Plasmid pT7-7-PmrA505-His6 is a pT7-7-PmrA-His6 derivative (Wösten and Groisman 1999) that harbors the pmrA505 allele, which encodes a PmrA protein with the R81H substitution that confers high levels of expression of PmrA-activated genes in LB (Roland et al. 1993) and in N-minimal medium at pH 7.7 with 10 mM Mg2+ (Kox et al. 2000) conditions. It was constructed by cloning between the NdeI and HindIII sites of pT7-7 a PCR fragment containing the pmrA505 coding region amplified using primers 2453 and 2454 and EG9492 (Groisman et al. 1997) genomic DNA as template, and digested with NdeI and HindIII.

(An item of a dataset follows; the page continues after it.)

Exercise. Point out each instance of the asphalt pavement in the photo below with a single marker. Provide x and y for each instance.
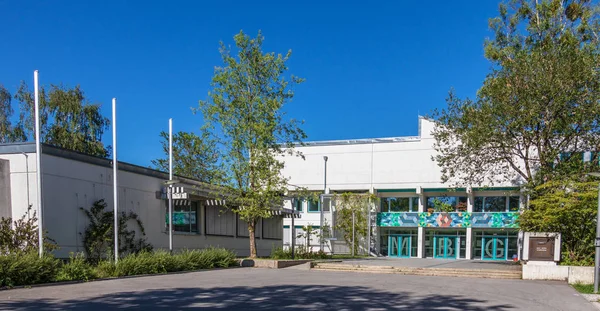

Plasmid pT7-7-YgiX-His6 encodes a YgiX protein with His6 tag at the C-terminal end. It was constructed by cloning between the NdeI and SalI sites of pT7-7 plasmid a PCR fragment generated with primers 2395 (5′-GAGGATCCATATGCGAATTTTACTGGTAGAAGATG-3′) and 2432 (5′-GCGCTCGAGTCAGTGGTGGTGGTGGTGGTGTGCGTCACCCAGGGTGTA-3′) and pUH-ygiXY as template, and digested with NdeI and XhoI.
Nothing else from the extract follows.